1章のはじめのところにヨブの説明が出てきます。無垢な正しい人で、神を畏れ、悪を避けて生きていた、7人の息子と3人の娘がいて、羊7千匹、らくだ3千頭、牛500くびき、雌ろば500頭、それに使用人も非常に多い、東の国一番の富豪であったとされています。
そして誰がいつ罪を犯し心の中で神を呪ったかもしれないので、それを赦してもらうために定期的にいけにえを献げていました。
サタン
ヨブはいわば財産も家族もいっぱい持っていて、幸せに過ごしていたわけですが、ある日主の前に使いたちが集まりサタンもそこに来たというところから物語が始まります。サタンは後々悪魔のことを意味するようになりますが、ヨブ記では神の使いのうちの一人であるかのようです。そして地方を巡回してほうぼう歩きまわるものであると書いてあります。
そのサタンに向かって主なる神が、ヨブを見たか、こんな無垢で正しい人はいない、と言います。それに対してサタンは主に、「ヨブは家族も財産もいっぱい持っているから無垢でいられるだけだ、財産を取り上げてしまえばあなたを呪うにちがいありません」と言います。それを聞いた主は「そういうならばお前の好きなようにしろ、ただしヨブには手を出すな」と答えます。

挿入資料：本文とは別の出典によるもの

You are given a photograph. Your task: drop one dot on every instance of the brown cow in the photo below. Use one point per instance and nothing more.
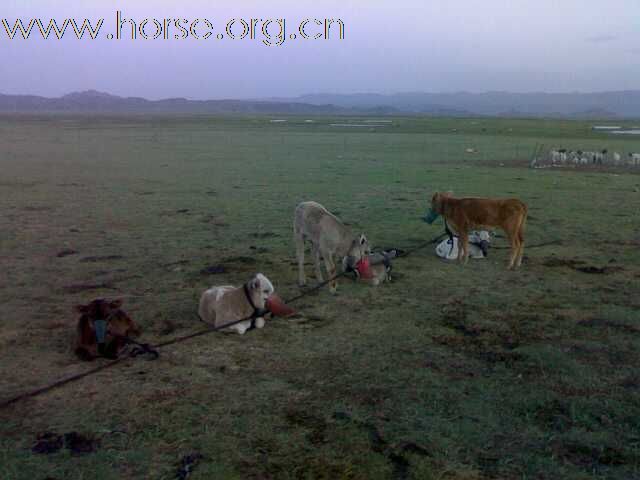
(465, 214)
(117, 326)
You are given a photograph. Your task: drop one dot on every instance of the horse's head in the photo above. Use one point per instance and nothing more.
(105, 317)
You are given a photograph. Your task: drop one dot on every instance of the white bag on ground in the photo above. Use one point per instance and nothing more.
(449, 251)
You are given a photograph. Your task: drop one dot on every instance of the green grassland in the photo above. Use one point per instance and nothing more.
(448, 372)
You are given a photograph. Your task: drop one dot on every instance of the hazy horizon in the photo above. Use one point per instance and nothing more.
(403, 47)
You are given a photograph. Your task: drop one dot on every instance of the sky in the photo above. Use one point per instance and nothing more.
(389, 46)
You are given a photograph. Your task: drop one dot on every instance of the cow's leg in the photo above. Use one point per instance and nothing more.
(331, 271)
(241, 327)
(315, 251)
(299, 240)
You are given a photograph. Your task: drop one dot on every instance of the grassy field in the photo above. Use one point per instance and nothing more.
(449, 372)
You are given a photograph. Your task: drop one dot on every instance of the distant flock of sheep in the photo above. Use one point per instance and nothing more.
(578, 157)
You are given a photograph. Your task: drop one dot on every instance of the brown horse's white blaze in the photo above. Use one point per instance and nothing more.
(466, 214)
(117, 327)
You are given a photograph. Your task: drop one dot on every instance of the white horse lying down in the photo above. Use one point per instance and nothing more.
(478, 245)
(226, 303)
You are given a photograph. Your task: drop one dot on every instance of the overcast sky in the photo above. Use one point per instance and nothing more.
(389, 46)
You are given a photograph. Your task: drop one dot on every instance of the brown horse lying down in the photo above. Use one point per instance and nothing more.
(102, 328)
(465, 214)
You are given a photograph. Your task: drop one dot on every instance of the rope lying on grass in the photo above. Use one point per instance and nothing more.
(151, 349)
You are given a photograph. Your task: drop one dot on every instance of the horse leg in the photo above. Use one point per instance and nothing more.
(331, 271)
(515, 247)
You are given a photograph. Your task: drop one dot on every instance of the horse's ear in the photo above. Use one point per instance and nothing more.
(81, 308)
(116, 303)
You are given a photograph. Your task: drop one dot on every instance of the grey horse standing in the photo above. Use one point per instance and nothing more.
(329, 238)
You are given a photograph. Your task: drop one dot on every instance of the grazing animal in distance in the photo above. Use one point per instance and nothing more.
(225, 304)
(102, 329)
(616, 158)
(466, 214)
(329, 238)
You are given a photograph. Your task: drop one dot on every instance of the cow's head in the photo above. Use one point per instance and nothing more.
(260, 289)
(358, 249)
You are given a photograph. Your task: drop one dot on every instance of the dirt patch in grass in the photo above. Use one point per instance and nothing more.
(187, 465)
(83, 287)
(588, 456)
(213, 270)
(103, 258)
(317, 425)
(596, 322)
(395, 454)
(76, 443)
(554, 415)
(241, 260)
(263, 235)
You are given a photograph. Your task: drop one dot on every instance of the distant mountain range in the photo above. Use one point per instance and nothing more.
(603, 105)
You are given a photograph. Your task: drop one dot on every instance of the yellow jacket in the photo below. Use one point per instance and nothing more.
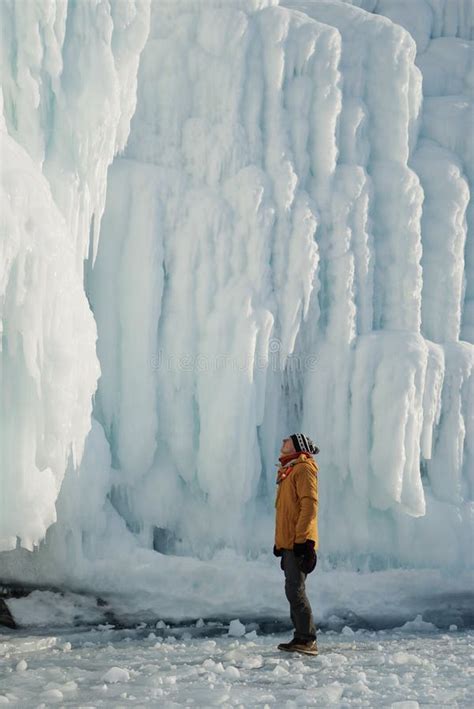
(297, 505)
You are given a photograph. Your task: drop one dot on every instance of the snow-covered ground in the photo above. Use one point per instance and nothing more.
(408, 667)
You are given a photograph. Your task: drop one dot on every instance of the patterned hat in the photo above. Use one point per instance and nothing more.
(303, 443)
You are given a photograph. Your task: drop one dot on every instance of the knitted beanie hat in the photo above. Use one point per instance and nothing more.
(303, 443)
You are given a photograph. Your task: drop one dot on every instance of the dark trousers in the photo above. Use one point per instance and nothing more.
(300, 609)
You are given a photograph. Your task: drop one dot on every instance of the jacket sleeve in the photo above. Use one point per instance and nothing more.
(307, 491)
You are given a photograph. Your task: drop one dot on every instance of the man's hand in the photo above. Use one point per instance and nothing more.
(305, 555)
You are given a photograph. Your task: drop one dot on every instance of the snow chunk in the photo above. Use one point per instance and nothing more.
(53, 695)
(418, 625)
(116, 674)
(232, 672)
(405, 658)
(236, 628)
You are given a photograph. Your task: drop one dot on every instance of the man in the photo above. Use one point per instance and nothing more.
(296, 534)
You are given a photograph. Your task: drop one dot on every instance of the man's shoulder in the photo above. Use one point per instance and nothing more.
(305, 465)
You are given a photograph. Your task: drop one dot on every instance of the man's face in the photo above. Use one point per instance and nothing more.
(287, 446)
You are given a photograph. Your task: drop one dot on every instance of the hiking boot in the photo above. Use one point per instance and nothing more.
(307, 647)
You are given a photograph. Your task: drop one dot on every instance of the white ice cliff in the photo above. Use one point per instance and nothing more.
(263, 215)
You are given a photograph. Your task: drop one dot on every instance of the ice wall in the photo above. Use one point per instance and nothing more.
(285, 246)
(290, 261)
(68, 74)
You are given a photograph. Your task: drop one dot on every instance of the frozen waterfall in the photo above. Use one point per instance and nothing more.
(223, 221)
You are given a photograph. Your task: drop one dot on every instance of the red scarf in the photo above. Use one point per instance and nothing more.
(284, 470)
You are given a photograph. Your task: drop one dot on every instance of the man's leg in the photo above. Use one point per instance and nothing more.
(300, 608)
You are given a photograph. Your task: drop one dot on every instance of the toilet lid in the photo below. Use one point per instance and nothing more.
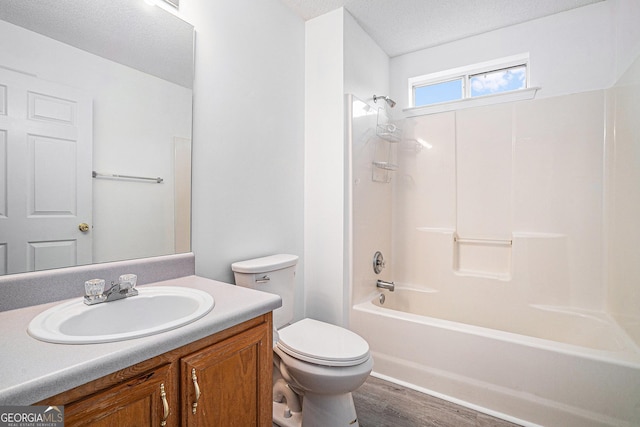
(323, 344)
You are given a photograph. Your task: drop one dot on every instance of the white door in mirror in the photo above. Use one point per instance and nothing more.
(46, 133)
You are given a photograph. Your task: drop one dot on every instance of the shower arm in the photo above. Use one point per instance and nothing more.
(388, 100)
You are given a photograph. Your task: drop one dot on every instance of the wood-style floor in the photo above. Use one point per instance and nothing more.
(383, 404)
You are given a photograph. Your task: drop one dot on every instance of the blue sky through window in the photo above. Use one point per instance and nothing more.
(498, 81)
(438, 92)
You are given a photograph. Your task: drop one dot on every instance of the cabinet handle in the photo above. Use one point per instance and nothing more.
(197, 387)
(165, 406)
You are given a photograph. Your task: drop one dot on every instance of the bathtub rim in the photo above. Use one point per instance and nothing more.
(627, 359)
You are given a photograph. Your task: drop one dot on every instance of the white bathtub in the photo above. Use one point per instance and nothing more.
(534, 365)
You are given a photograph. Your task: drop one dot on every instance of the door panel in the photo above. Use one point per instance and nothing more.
(45, 167)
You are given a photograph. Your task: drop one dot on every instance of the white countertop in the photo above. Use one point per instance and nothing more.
(32, 370)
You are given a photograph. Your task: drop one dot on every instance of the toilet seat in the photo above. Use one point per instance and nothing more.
(322, 343)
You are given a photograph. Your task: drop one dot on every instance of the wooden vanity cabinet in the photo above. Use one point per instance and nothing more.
(227, 375)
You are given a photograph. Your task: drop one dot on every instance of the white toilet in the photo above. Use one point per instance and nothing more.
(316, 365)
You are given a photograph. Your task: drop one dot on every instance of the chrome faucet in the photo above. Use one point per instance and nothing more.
(385, 285)
(124, 288)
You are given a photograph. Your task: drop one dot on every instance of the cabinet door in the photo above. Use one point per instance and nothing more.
(229, 383)
(145, 400)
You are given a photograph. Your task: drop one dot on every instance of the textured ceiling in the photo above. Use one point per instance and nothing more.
(401, 26)
(129, 32)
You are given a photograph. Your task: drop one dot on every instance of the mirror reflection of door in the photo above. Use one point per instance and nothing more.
(45, 174)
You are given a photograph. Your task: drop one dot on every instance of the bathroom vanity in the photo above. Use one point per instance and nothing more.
(214, 371)
(219, 380)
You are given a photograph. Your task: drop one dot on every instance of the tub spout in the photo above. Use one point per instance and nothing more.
(385, 285)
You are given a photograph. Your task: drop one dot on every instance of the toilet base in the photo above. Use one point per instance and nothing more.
(284, 418)
(319, 410)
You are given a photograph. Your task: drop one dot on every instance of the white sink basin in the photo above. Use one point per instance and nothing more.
(153, 310)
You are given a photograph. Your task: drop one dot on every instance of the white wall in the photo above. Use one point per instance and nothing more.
(133, 135)
(324, 168)
(340, 58)
(569, 52)
(248, 134)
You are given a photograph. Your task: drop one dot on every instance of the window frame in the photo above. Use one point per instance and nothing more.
(465, 73)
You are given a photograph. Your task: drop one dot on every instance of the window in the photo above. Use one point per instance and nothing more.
(489, 78)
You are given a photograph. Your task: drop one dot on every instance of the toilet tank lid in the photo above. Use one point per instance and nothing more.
(264, 264)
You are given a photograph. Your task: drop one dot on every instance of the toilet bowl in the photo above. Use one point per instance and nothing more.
(316, 364)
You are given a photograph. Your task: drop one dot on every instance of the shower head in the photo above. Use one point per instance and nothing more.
(390, 101)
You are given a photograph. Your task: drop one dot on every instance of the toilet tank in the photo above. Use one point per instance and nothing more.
(274, 274)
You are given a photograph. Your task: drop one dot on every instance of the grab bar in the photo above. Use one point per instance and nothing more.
(484, 241)
(95, 174)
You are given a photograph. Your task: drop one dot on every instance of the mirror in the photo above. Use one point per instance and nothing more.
(95, 132)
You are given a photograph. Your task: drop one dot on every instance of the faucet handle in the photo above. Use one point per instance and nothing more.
(94, 291)
(127, 283)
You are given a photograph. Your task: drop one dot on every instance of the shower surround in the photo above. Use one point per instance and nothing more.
(493, 228)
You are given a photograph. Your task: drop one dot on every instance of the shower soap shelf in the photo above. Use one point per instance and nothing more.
(386, 165)
(384, 157)
(386, 128)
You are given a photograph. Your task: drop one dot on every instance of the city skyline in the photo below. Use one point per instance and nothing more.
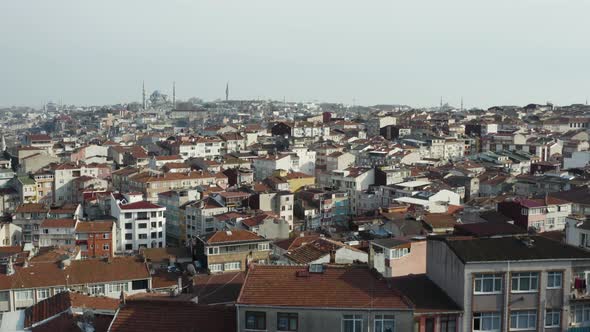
(384, 52)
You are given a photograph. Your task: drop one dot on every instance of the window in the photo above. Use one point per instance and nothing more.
(287, 321)
(384, 323)
(486, 321)
(448, 324)
(231, 266)
(255, 320)
(58, 290)
(352, 323)
(96, 289)
(24, 295)
(552, 318)
(523, 320)
(525, 282)
(42, 294)
(554, 279)
(215, 267)
(118, 287)
(487, 284)
(139, 284)
(580, 313)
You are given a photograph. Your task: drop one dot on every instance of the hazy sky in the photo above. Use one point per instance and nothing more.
(376, 51)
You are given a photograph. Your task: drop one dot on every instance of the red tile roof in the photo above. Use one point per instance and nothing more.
(89, 271)
(236, 235)
(94, 227)
(335, 287)
(218, 288)
(64, 301)
(142, 205)
(32, 208)
(58, 223)
(296, 242)
(165, 316)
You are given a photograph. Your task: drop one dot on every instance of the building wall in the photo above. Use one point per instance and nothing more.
(325, 320)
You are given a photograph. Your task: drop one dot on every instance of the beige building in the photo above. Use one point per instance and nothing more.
(152, 184)
(235, 250)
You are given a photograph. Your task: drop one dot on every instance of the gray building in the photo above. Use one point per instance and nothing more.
(513, 282)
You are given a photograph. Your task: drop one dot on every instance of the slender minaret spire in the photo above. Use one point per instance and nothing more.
(143, 94)
(174, 95)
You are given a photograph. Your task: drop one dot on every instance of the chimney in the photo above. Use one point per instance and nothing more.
(9, 267)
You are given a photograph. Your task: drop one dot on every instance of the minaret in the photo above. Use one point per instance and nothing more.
(143, 94)
(174, 95)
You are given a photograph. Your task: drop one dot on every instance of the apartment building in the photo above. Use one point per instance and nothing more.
(265, 166)
(96, 238)
(513, 282)
(18, 290)
(175, 202)
(57, 232)
(320, 298)
(140, 224)
(545, 214)
(394, 257)
(64, 189)
(235, 250)
(199, 216)
(151, 184)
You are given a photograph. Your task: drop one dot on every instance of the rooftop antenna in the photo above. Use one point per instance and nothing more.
(143, 94)
(174, 95)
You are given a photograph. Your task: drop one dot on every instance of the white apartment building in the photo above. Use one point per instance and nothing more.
(64, 175)
(264, 167)
(304, 161)
(201, 147)
(199, 217)
(140, 224)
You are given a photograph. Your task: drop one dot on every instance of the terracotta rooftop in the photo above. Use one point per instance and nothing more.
(32, 208)
(141, 205)
(237, 235)
(63, 301)
(89, 271)
(218, 288)
(58, 223)
(336, 287)
(165, 316)
(94, 227)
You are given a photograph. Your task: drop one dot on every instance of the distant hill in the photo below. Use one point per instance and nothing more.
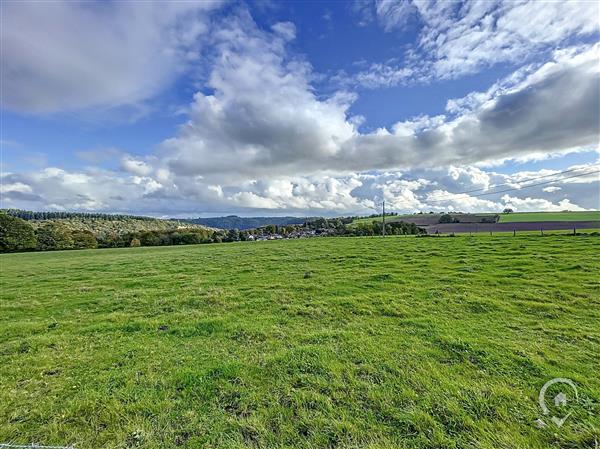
(101, 224)
(235, 222)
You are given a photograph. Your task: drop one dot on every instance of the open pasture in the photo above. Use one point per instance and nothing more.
(399, 342)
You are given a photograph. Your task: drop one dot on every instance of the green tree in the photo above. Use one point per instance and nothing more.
(53, 236)
(446, 218)
(84, 239)
(15, 234)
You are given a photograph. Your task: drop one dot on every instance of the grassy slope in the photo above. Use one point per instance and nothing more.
(397, 342)
(549, 216)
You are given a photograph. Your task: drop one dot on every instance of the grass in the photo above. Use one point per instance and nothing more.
(520, 217)
(318, 343)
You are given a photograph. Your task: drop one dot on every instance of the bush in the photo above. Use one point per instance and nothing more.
(84, 240)
(15, 234)
(54, 236)
(446, 218)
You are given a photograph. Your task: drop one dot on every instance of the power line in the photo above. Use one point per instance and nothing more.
(514, 188)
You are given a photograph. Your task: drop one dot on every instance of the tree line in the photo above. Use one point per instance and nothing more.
(17, 234)
(34, 215)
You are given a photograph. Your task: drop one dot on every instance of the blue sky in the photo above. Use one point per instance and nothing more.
(183, 108)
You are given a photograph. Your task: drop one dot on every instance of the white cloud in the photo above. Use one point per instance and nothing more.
(457, 39)
(64, 55)
(538, 204)
(135, 166)
(263, 119)
(354, 193)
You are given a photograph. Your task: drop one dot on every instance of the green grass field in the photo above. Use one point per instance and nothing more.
(319, 343)
(520, 217)
(516, 217)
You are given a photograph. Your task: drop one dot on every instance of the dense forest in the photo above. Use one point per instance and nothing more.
(81, 231)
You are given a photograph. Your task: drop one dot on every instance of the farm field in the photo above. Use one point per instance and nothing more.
(400, 342)
(520, 217)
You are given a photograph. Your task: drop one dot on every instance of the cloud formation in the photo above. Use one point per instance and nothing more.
(460, 38)
(263, 119)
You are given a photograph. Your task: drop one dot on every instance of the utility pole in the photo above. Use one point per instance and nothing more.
(383, 230)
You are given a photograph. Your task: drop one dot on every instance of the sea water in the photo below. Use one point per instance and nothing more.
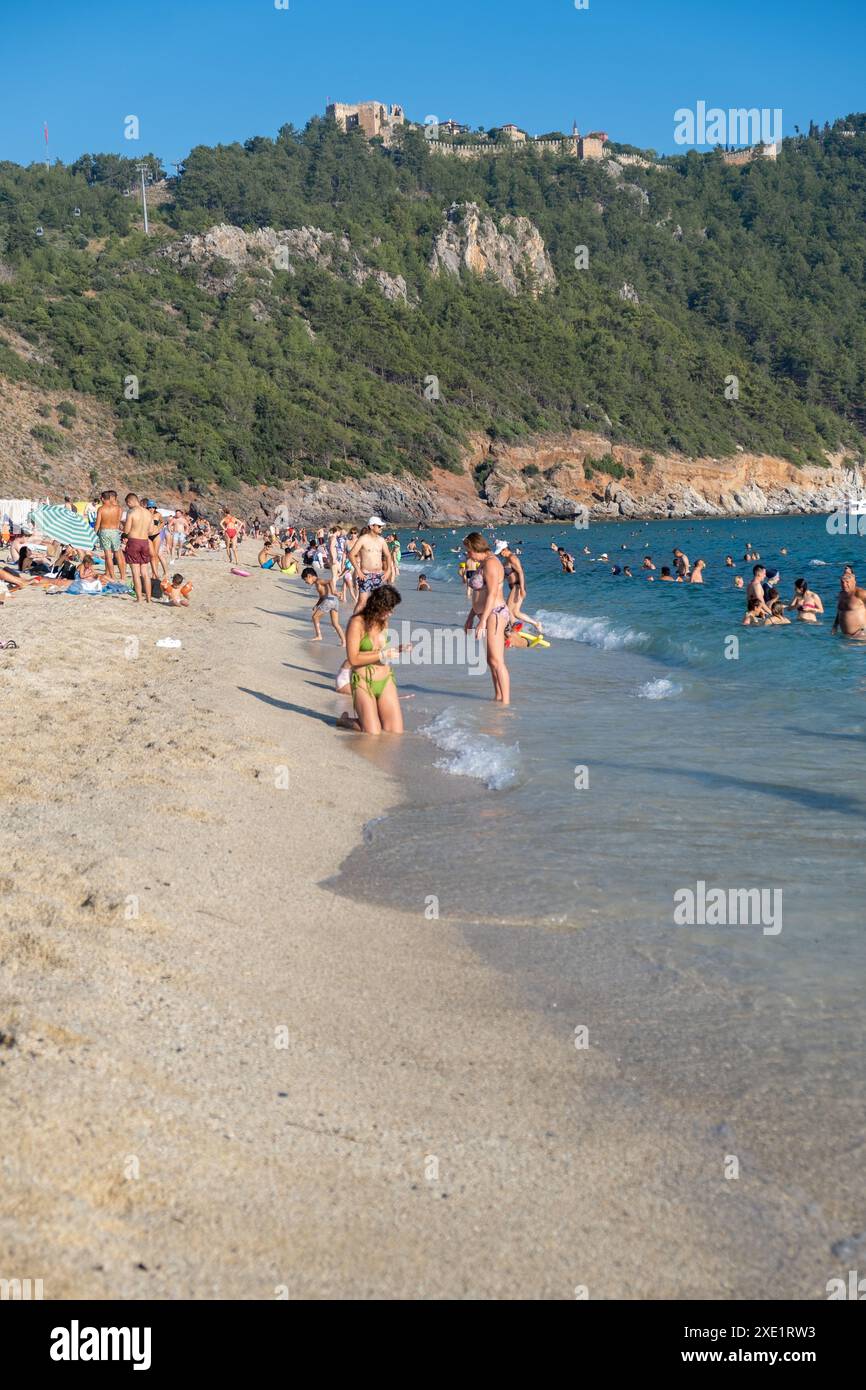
(655, 744)
(656, 752)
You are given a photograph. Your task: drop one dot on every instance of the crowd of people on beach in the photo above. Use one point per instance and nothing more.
(138, 544)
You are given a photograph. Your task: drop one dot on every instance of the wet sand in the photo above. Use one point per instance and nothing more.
(221, 1080)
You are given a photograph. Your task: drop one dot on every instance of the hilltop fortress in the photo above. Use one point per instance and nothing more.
(380, 121)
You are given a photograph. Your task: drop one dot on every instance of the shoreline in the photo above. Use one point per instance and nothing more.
(255, 1084)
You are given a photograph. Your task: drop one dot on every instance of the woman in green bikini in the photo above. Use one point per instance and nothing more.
(374, 691)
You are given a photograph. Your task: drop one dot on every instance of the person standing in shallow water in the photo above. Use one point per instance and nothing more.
(488, 615)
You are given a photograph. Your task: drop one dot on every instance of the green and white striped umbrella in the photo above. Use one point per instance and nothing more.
(66, 526)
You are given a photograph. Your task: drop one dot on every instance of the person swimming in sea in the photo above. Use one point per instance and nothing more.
(851, 608)
(805, 602)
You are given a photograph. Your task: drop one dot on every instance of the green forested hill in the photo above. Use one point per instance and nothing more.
(754, 271)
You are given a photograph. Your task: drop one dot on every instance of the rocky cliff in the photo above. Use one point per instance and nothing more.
(512, 253)
(224, 252)
(540, 480)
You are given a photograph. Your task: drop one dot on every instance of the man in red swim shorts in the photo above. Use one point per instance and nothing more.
(136, 530)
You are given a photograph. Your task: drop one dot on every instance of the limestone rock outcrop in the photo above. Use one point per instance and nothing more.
(512, 253)
(271, 252)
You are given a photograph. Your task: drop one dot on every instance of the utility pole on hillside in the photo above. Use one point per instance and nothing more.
(141, 168)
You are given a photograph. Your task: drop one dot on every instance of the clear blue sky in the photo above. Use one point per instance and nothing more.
(206, 71)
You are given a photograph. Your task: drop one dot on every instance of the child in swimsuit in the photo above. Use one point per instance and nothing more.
(325, 603)
(175, 591)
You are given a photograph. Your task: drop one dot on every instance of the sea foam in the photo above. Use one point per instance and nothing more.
(594, 631)
(471, 754)
(660, 688)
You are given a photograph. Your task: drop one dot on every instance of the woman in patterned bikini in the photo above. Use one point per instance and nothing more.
(488, 615)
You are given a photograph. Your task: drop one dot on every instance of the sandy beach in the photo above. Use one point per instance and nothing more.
(221, 1080)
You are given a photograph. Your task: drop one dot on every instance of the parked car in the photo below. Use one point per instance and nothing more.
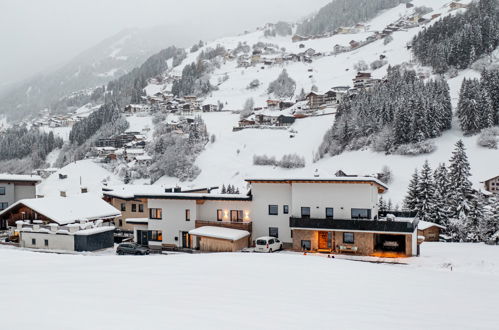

そんな許可をもらったサタンは、ヨブの財産を家族と立て続けに葬り去ってしまいます。
主なる神とサタンとの戦いにヨブは否応なしにひきずりこまれてしまいます。ヨブにとっては神とサタンという天上界の争いにまきこまれてしまったというわけです。しかもヨブが無垢でいられるか、いられないかという、まるで神とサタンが賭けでもして遊んでいるかのような、言わばふざけた争いに巻き込まれてしまいます。
この時ヨブは、衣を裂き、髭をそり落とし、地にひれ伏して、「わたしは裸で母の胎を出た。裸でそこに帰ろう。主は与え、主は奪う。主の御名はほめたたえられよ。」と言って、神を非難することもなく、罪を犯さなかった、と書いてあります。神とサタンの賭けは神の勝ち、と言ったところでしょうか。
天上界
しかし神とサタンとの賭けは天上界の出来事であって、それをヨブはもちろん知ることはできないわけです。ヨブにとっては突然自分の身に降って湧いた災難だったはずです。
神の命令に従っていれば幸せになる、災難に遭い苦しみにあうのは神の命令に背いているからだ、と考えられてきました。旧約聖書でも神の律法に従うことで幸せになるというようなことが書かれています。だから幸せに生きるために、不幸にならないために、災難に遭わないために、律法をちゃんと守りなさい、神の命令に従いなさい、と書かれています。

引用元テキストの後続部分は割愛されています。